Kara-Moon Forum

Developers & Technology => Musical MIDI Accompaniment (MMA) => Topic started by: sciurius on January 22, 2019, 08:48:10 AM



Title: Randomizing
Post by: sciurius on January 22, 2019, 08:48:10 AM
Some thoughts...

RDuration 10 means a random, max 10% change in the duration. As always, MMA uses percentages.

However, according to the docs, RTime 10 means a random change of max 10 ticks. Really? Or should this have been percentage as well?

With RDuration and RTime (and Articulation set to 100 (percent?)), is it possible that notes will overlap?

Have you considered RTempo to make small changes to the tempo, as normal musicians do?


Title: Re: Randomizing
Post by: bvdp on January 22, 2019, 04:10:44 PM
Some thoughts...

RDuration 10 means a random, max 10% change in the duration. As always, MMA uses percentages.

However, according to the docs, RTime 10 means a random change of max 10 ticks. Really? Or should this have been percentage as well?

Using a % here makes little sense to me. A % of what would be the question. At this point MMA has no idea of the note duration, just a start and end point in tick offsets.

Quote
With RDuration and RTime (and Articulation set to 100 (percent?)), is it possible that notes will overlap?

Absolutely. Proceed with caution.

Have you considered RTempo to make small changes to the tempo, as normal musicians do?
[/quote]

Actually had it running in an early test. IIRC, it reminded me too much of a grade school band :)

Where would the variance be applied? On each bar, note, or? Tempo is a value inserted in the META track and used by the player. The individual tracks don't have a concept of Tempo. So, it's possible to insert a bunch of timing values that the player can follow, and that's what things like "Tempo +20 4" (increase tempo by 20 BPM over 4 bars) does ... again, IIRC this command inserts a new tempo value on every beat.


Title: Re: Randomizing
Post by: sciurius on January 22, 2019, 10:26:07 PM
Actually had it running in an early test. IIRC, it reminded me too much of a grade school band :)

This may depend on how much and where the variance is applied.

Quote
Where would the variance be applied? On each bar, note, or?

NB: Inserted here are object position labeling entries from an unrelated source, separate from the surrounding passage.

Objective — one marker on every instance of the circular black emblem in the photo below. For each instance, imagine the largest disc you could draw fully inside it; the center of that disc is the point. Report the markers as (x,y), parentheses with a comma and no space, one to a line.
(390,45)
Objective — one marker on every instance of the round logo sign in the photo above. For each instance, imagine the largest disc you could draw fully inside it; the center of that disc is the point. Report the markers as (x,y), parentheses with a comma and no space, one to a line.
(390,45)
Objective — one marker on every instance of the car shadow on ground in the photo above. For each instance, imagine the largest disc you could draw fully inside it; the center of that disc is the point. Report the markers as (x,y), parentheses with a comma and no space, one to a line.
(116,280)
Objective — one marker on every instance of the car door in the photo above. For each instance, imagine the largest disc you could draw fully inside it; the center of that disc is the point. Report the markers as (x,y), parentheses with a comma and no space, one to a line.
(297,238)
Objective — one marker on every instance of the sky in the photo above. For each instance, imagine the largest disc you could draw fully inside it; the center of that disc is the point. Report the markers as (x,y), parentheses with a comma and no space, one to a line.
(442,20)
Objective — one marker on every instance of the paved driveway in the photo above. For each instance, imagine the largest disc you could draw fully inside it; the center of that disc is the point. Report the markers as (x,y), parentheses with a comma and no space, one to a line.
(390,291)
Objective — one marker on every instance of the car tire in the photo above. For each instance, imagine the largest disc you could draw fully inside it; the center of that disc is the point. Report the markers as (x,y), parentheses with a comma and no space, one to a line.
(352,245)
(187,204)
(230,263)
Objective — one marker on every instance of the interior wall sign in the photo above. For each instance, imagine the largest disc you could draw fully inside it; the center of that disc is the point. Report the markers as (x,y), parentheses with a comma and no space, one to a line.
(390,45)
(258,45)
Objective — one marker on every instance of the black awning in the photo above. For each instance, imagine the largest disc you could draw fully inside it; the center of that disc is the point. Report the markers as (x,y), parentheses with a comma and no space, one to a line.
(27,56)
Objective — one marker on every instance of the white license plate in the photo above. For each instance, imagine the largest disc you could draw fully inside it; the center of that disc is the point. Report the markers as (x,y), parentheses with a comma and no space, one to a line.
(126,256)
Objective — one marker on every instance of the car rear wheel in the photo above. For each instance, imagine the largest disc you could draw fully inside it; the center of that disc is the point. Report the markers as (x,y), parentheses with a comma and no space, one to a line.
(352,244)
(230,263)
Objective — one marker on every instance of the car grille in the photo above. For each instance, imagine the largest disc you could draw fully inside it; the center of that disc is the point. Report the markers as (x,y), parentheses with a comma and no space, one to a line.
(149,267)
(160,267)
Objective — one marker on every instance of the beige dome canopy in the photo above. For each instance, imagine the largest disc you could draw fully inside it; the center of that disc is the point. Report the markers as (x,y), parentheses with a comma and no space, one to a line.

I was thinking of what happens during a normal performance of normal musicians. Given a tempo of 100, in practice it will vary between say 98 and 102. So after 4-5 measures 100->99, another 6 bars 99->98, after some 5 bars back to 99 and so on. I was wondering whether that would be perceived as 'natural' (or 'human'). Or as a 'dweilorkest' :) .


Title: Re: Randomizing
Post by: bvdp on January 22, 2019, 11:58:36 PM
Might be an interesting project for a plugin? Or, if wanted for every bar one could set up an AFTER rule to trigger on each bar and have it adjust the tempo?


Title: Re: Randomizing
Post by: folderol on January 23, 2019, 03:04:57 PM
Definitely 'here be dragons' country!
What exactly are you trying to emulate. My experience is that there are two types of timing 'wiggle' in real playing.
The first is note-by-note and depending on the musical style can be anything up to +- 50mS.
The other is a slow longtime drift and per bar might only be a few microseconds so that even an eventual change of (say) 60BPM to 70BPM is barely noticed by most people,.

However, someone very sensitive to timing (like a good drummer) would be highly irritated by whole BPM steps.


Title: Re: Randomizing
Post by: bvdp on January 23, 2019, 04:32:59 PM
Using the builtin accelerando/dec it's not on the beat. From the fine manual:

  Tempo +20 5.5
      tells MMA to increase the tempo by 20 beats per minute and to step the
      increase over the next five and a half bars. Assuming a start tempo of 100
      and 4 beats/bar, the meta track will have a tempo settings of 101, 102,
      103 ... 120. This will occur over 22 beats (5.5 bars * 4 beats) of music.

So, the changes are not falling on the beat, but wherever the number of ticks from here to there divided by the number of changes needed falls.

I've never met a drummer who can sense 1 bpm differences, let alone micro-changes :) I'm sure they exist, just not in my circles!



Title: Re: Randomizing
Post by: bvdp on January 26, 2019, 05:44:37 PM
If someone wants to play with some randomizing, I've made a modification to the parser so that you can do this.

1. In the module safe_eval.py insert line 27:
     from random import randint

2. In safe_eval.py extend 35 so that it reads:
     'int', 'in', '.join', 'str', '.split', 'for', 'randint' ]

We have now enabled a new command :) It will be in the next release.

To use it you can do things like:

   Tempo $( 100 + randint(-2,2) )

This could be wrapped in an AFTER command to get random tempo stuff, etc. Please let me know if it's useful.


Title: Re: Randomizing
Post by: sciurius on January 27, 2019, 08:34:13 PM
Cute... I'll have a play with it. Thanks.